At a high level, I am using:

  • Amazon Route 53 to host my DNS entries (i.e. ibbi.me)
  • Amazon S3 bucket to host the static website content (however the bucket itself is only accessible from Amazon CloudFront)
  • Amazon CloudFront to distribute the static content in a secure manner.
  • A CloudFront Function to automatically update the default directory index.

Deployment Pipeline

And to manage automated deployment, I am using:

  • GitHub as a source code repository
  • AWS CodePipeline to build the workflow that builds code in AWS CodeBuild and deploys the code to the S3 Bucket hosting the site
  • A AWS Lambda to invalidate the CloudFront distribution to ensure users get the latest version of the Website

Building the site on Hugo

So building on Hugo is super easy. To start, visit the Hugo Quick Start. This talks through everything you need to do to build out a site (and test it) locally on your machine of choice. You can also add templates from the vast selection. I used the Puppet Theme.

Once I’d set up the site locally, I then cloned the Git repo to my Github account. From then on, I only edit Hugo and add content using Visual Studio Code and the Github repo. This means I can edit the content anywhere (including on the train via my iPad) and aren’t constrained to using the Laptop with VS Code on.
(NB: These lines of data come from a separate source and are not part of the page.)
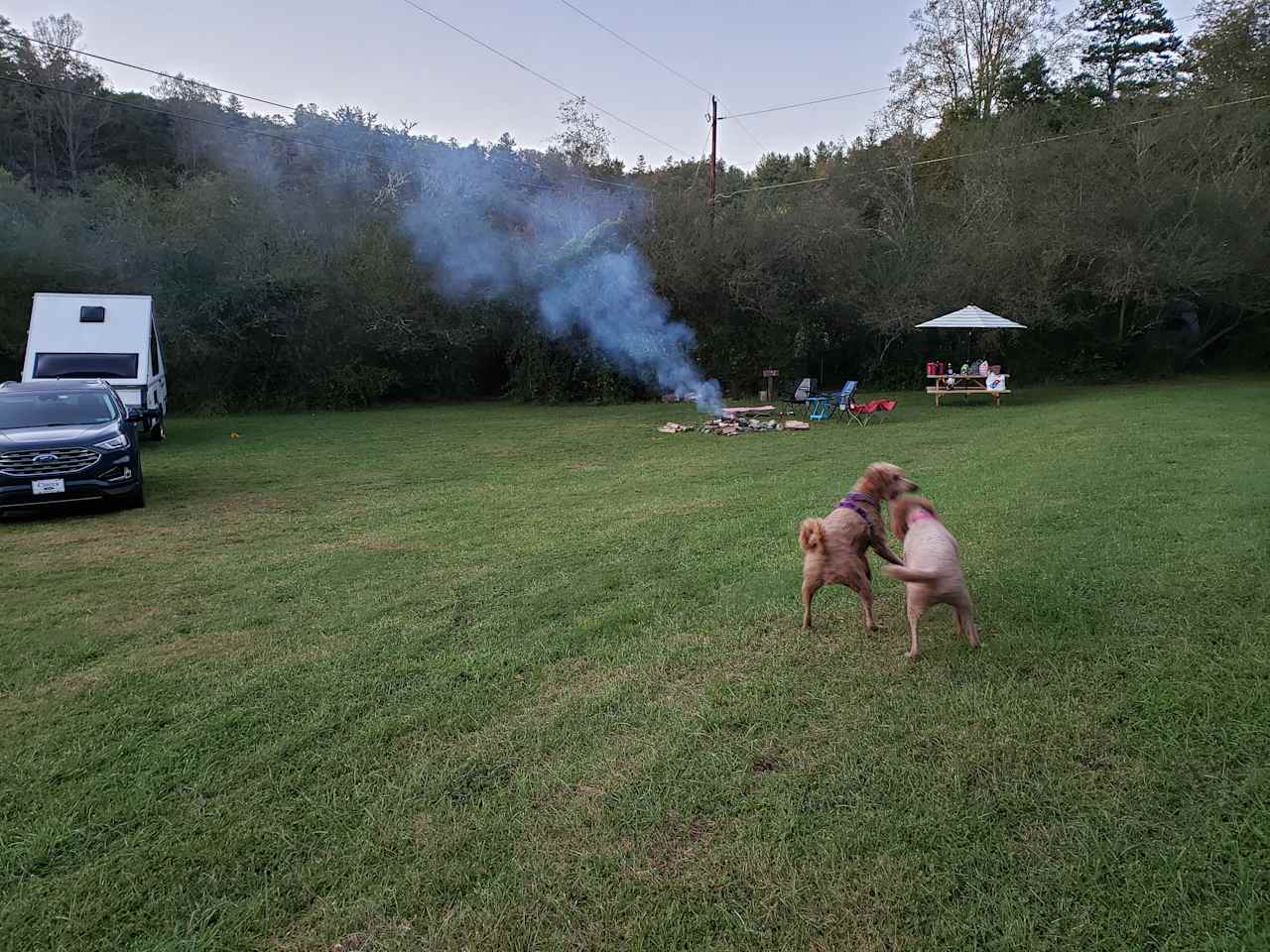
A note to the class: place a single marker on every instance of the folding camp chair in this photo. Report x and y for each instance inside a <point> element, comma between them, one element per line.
<point>798,397</point>
<point>865,413</point>
<point>825,407</point>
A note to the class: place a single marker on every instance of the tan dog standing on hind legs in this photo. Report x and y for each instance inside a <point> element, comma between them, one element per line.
<point>933,570</point>
<point>834,547</point>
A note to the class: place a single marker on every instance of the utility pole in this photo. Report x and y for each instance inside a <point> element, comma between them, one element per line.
<point>714,150</point>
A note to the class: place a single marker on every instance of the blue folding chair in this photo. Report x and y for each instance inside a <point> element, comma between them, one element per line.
<point>825,407</point>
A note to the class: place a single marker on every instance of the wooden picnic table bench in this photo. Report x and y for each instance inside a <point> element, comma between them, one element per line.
<point>965,385</point>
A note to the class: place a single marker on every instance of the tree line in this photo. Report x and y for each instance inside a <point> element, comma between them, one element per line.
<point>1095,178</point>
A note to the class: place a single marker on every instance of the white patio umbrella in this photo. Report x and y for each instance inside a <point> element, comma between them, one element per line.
<point>971,317</point>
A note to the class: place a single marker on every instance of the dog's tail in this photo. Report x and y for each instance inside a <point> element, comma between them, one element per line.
<point>906,574</point>
<point>811,535</point>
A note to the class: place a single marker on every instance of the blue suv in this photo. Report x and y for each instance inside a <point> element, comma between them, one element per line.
<point>67,440</point>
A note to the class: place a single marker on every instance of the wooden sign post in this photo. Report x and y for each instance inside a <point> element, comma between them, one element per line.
<point>769,391</point>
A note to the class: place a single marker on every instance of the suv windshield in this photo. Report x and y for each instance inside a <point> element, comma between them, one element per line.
<point>21,411</point>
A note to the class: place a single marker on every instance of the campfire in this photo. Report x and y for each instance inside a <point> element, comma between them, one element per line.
<point>738,420</point>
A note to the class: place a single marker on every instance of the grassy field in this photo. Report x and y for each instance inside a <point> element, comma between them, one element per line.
<point>499,676</point>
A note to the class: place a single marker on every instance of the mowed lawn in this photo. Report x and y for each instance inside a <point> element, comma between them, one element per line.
<point>500,676</point>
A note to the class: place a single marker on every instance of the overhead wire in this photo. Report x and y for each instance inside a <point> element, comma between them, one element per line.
<point>810,102</point>
<point>200,121</point>
<point>550,81</point>
<point>659,62</point>
<point>227,127</point>
<point>1012,146</point>
<point>72,51</point>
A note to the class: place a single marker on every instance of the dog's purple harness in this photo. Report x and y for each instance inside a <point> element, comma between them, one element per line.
<point>852,499</point>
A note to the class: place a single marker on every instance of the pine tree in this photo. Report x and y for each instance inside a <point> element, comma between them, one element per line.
<point>1133,45</point>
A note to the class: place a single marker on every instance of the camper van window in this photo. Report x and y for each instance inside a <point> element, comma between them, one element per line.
<point>85,366</point>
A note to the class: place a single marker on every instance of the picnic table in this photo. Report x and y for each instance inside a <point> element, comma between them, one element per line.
<point>966,385</point>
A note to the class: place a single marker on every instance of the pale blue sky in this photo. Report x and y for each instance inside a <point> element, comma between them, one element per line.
<point>390,59</point>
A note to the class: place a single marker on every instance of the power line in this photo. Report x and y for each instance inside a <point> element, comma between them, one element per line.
<point>145,68</point>
<point>151,109</point>
<point>539,75</point>
<point>993,150</point>
<point>810,102</point>
<point>227,127</point>
<point>638,50</point>
<point>659,62</point>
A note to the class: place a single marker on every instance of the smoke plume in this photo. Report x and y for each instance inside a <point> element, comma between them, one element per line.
<point>489,226</point>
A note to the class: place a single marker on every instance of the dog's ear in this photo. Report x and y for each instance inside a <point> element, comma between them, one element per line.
<point>879,477</point>
<point>887,481</point>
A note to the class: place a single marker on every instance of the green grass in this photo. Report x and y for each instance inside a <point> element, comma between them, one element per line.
<point>499,676</point>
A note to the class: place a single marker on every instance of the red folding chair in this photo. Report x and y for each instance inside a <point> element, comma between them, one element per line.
<point>865,413</point>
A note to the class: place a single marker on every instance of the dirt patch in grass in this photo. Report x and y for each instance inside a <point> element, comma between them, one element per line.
<point>674,851</point>
<point>367,543</point>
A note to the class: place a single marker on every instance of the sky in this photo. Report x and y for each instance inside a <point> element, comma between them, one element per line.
<point>393,60</point>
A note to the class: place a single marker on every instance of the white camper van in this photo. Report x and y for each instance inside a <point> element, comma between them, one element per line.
<point>109,336</point>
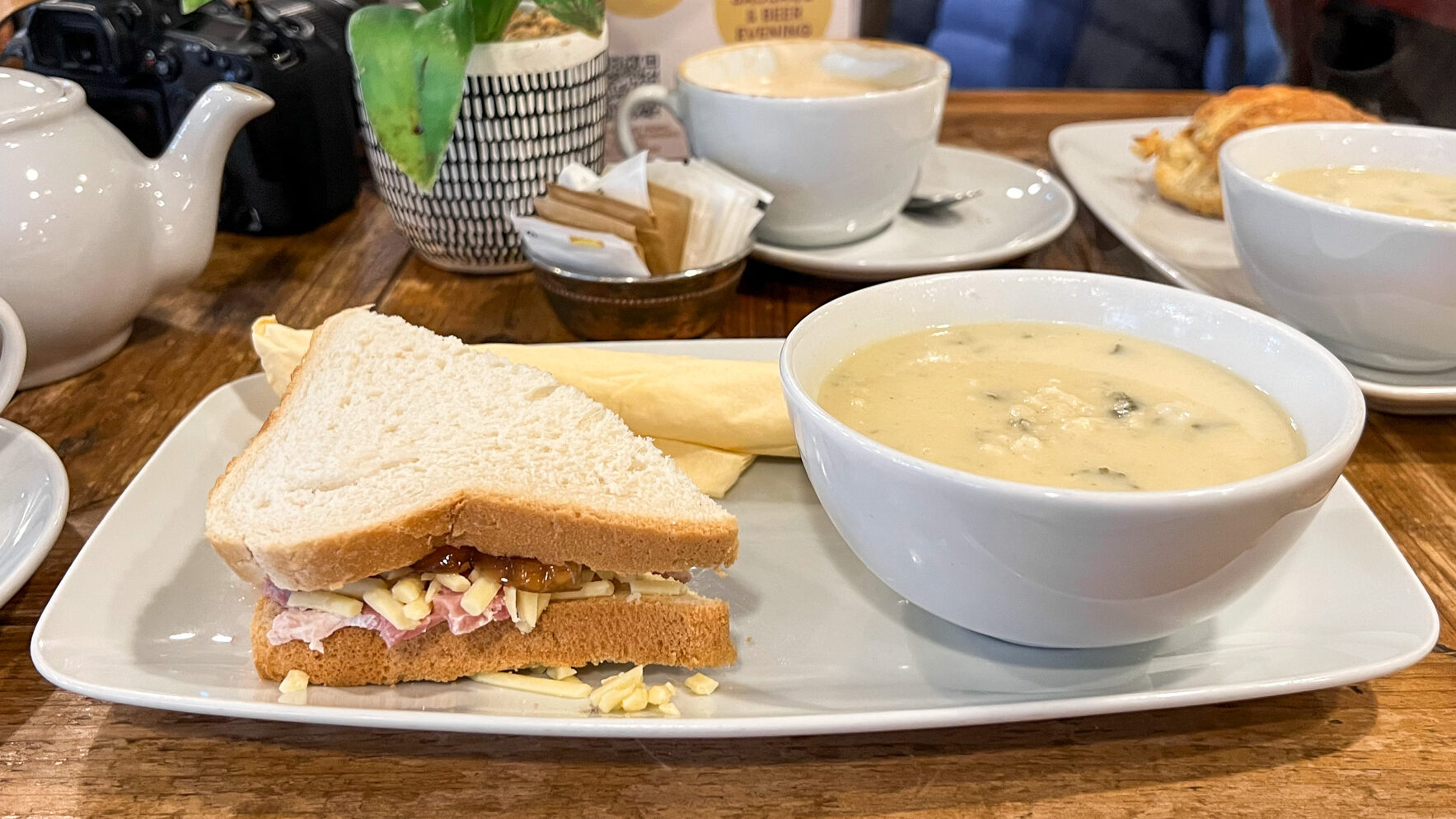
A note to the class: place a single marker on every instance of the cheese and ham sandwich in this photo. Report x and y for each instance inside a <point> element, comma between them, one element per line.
<point>419,509</point>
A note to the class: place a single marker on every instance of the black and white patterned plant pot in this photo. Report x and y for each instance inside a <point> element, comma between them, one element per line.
<point>531,110</point>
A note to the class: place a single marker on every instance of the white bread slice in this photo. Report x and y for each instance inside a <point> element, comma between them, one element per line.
<point>683,630</point>
<point>392,441</point>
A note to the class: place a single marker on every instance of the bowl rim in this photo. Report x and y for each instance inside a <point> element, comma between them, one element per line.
<point>666,278</point>
<point>1228,166</point>
<point>1334,454</point>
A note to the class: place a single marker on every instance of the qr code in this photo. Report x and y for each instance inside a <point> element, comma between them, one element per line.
<point>626,73</point>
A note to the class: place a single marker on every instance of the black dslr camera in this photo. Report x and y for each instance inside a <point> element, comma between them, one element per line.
<point>143,64</point>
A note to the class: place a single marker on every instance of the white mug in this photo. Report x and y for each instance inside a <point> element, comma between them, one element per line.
<point>835,130</point>
<point>12,353</point>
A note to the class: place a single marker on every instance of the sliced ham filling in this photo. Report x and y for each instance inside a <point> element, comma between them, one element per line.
<point>312,626</point>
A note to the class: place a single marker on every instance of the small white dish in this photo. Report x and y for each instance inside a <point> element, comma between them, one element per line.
<point>1023,208</point>
<point>1197,252</point>
<point>149,615</point>
<point>34,495</point>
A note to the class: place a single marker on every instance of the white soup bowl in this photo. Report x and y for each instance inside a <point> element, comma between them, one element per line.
<point>1374,288</point>
<point>1068,568</point>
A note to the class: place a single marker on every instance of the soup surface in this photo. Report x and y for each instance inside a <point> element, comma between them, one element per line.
<point>1062,405</point>
<point>1380,190</point>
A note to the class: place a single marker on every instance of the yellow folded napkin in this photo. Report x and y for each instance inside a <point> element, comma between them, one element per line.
<point>708,415</point>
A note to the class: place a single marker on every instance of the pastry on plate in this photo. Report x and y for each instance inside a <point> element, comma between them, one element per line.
<point>1187,171</point>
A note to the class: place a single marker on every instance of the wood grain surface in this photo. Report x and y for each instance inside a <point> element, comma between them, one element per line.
<point>1383,748</point>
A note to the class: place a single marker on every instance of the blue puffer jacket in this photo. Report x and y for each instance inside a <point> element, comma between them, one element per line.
<point>1212,44</point>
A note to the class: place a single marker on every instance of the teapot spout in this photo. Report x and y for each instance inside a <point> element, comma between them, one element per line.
<point>187,180</point>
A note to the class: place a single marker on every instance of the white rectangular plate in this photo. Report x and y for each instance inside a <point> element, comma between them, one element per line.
<point>150,615</point>
<point>1197,252</point>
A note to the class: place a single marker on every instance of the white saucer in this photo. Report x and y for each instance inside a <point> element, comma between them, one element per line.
<point>1197,252</point>
<point>34,495</point>
<point>1021,208</point>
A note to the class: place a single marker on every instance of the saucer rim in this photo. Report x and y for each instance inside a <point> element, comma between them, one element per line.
<point>38,547</point>
<point>812,260</point>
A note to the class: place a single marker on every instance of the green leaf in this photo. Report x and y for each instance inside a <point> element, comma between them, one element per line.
<point>491,18</point>
<point>411,70</point>
<point>586,15</point>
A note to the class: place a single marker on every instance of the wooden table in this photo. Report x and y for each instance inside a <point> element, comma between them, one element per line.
<point>1382,748</point>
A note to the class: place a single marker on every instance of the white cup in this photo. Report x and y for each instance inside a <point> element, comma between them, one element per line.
<point>835,130</point>
<point>12,353</point>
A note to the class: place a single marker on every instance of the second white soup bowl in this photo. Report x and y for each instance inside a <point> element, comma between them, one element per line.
<point>1068,568</point>
<point>1374,288</point>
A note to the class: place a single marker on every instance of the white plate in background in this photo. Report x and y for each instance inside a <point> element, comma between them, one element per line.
<point>1019,210</point>
<point>1197,252</point>
<point>34,495</point>
<point>149,615</point>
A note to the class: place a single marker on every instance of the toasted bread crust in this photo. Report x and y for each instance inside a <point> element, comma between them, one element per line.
<point>493,524</point>
<point>651,630</point>
<point>1187,171</point>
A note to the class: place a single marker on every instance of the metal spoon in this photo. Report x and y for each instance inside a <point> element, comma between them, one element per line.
<point>928,201</point>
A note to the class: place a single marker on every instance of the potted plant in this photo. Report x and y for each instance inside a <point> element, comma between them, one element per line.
<point>471,108</point>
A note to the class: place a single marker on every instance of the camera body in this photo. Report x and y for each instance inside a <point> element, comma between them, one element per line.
<point>143,64</point>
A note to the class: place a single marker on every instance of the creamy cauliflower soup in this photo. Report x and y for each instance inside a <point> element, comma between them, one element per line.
<point>1062,405</point>
<point>1385,191</point>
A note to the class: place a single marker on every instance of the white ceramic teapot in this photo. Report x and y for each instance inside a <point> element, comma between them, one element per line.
<point>91,230</point>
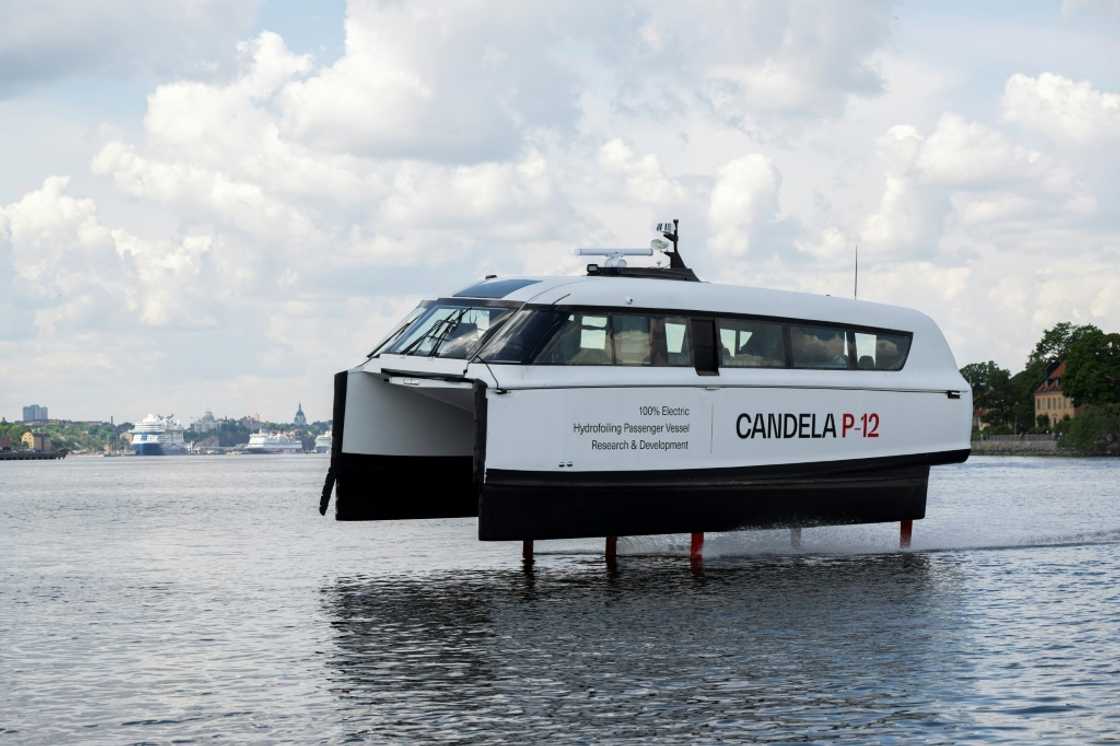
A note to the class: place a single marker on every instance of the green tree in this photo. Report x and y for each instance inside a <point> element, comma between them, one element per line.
<point>1095,430</point>
<point>1092,370</point>
<point>1056,342</point>
<point>991,391</point>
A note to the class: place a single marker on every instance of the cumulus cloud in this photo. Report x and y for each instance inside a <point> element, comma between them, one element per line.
<point>1073,112</point>
<point>744,204</point>
<point>260,227</point>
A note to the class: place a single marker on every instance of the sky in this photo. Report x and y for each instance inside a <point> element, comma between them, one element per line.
<point>217,204</point>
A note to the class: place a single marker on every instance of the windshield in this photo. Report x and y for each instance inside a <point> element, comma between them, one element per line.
<point>447,329</point>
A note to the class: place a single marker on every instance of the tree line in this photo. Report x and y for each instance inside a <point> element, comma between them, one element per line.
<point>1006,402</point>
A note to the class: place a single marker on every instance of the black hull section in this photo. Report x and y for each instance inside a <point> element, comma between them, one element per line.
<point>394,487</point>
<point>557,505</point>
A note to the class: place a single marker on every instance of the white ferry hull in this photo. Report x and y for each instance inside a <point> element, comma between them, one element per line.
<point>626,460</point>
<point>619,406</point>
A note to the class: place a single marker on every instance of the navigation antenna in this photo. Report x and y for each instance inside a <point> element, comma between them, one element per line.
<point>855,291</point>
<point>671,231</point>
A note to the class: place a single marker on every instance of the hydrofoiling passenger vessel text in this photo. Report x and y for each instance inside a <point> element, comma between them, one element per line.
<point>642,401</point>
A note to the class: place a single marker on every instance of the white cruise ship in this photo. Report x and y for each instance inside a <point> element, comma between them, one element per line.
<point>272,443</point>
<point>158,436</point>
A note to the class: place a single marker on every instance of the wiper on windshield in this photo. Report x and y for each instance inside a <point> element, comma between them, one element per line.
<point>438,332</point>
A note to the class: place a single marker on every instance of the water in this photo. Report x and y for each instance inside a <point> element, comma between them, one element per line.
<point>155,599</point>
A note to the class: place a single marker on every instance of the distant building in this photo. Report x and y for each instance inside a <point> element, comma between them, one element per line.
<point>1050,401</point>
<point>204,423</point>
<point>36,440</point>
<point>35,413</point>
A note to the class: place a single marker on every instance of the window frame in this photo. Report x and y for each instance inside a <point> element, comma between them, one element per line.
<point>691,315</point>
<point>470,302</point>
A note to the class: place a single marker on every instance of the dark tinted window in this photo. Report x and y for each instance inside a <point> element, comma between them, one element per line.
<point>551,336</point>
<point>750,343</point>
<point>819,346</point>
<point>582,339</point>
<point>591,337</point>
<point>880,351</point>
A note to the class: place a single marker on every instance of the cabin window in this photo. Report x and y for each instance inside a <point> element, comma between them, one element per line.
<point>819,346</point>
<point>558,336</point>
<point>678,344</point>
<point>750,343</point>
<point>565,337</point>
<point>705,345</point>
<point>880,351</point>
<point>448,330</point>
<point>582,339</point>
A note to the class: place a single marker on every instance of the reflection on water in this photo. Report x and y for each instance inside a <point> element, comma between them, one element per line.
<point>204,599</point>
<point>820,645</point>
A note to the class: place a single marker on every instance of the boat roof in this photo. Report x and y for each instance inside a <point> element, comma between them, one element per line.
<point>690,296</point>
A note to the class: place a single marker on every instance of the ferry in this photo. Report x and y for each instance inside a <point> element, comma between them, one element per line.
<point>158,436</point>
<point>272,443</point>
<point>643,401</point>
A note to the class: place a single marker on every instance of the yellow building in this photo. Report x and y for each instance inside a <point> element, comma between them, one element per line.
<point>1050,401</point>
<point>36,440</point>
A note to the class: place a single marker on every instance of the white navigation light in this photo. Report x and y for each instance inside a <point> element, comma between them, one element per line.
<point>614,255</point>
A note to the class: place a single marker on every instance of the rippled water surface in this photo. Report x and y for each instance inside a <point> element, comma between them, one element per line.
<point>152,599</point>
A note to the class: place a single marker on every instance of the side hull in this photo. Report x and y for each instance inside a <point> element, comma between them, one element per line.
<point>374,481</point>
<point>566,505</point>
<point>394,487</point>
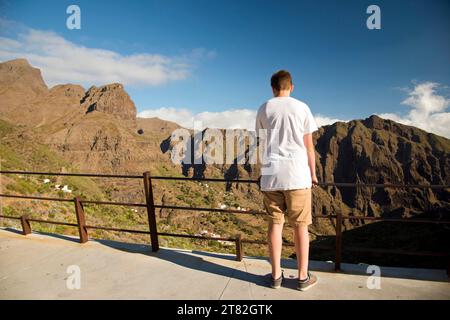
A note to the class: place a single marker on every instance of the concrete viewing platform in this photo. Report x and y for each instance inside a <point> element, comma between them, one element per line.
<point>37,266</point>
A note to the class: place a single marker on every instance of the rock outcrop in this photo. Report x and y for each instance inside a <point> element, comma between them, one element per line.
<point>111,99</point>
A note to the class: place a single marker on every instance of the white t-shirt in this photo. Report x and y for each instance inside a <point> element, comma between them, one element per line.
<point>286,121</point>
Setting up AWS to host the Hugo site

Three steps were needed to set up AWS to host the Hugo site:

  • Create the S3 bucket to host the site
  • Configure the CloudFront distribution to use the S3 bucket as it’s origin
  • Create a CloudFront Function to automatically set the default director index

Creating the S3 bucket

Creating a S3 bucket is pretty simple. I created a private bucket (in that no public access is available to it). You can follow the guide here. The reason I created the bucket as public was, I only wanted access to the site to be achieved via CloudFront. The reason for this was the additional protections CloudFront provides from a security perspective, as well as the performance improvements it offers (by caching content).

Configuring CloudFront

Once the S3 bucket was created, I then needed to create a CloudFront Distribution that used the S3 bucket as it’s origin. You can follow the guide here that outlines how to create an Origin that links to an S3 bucket.

Alternatively, this blog talks through how to create both the S3 bucket and the CloudFront Distribution, and also includes some example CloudFormation code.

Defining the CloudFront Function

Due to the way Hugo builds the site, each folder has it’s own “index.html”. CloudFront doesn’t resolve URL’s such as http://example.com/about/ to a default document index (such as index.html) so we need to use a CloudFront Function to manipulate the URI path to direct to the folder’s index.html.

Thankfully there is a great AWS blog that talks through exactly what I needed to do, which can be found here.

Configuring the deployment pipeline on AWS

To configure the deployment pipeline on AWS I needed to both create the pipeline, and also add in a Lambda function to invalidate the CloudFront distribution after every successful deployment. This additional step ensured that users were being directed to the latest content, and not cached copies.

Configuring AWS CodePipeline

AWS already have a great blog available that talks through building a CI/CD pipeline for Hugo websites. I followed this, with one minor tweak - rather than using AWS CodeCommit as the code repo, I instead used GitHub. This is pretty simple to do as CodePipeline supports different connections, including GitHub. Instructions to establish a GitHub connection can be found here.

Creating the invalidation Lambda function

I followed this great blog to create the Lambda function to undertake a CloudFront Invalidation and link it to the CodePipeline.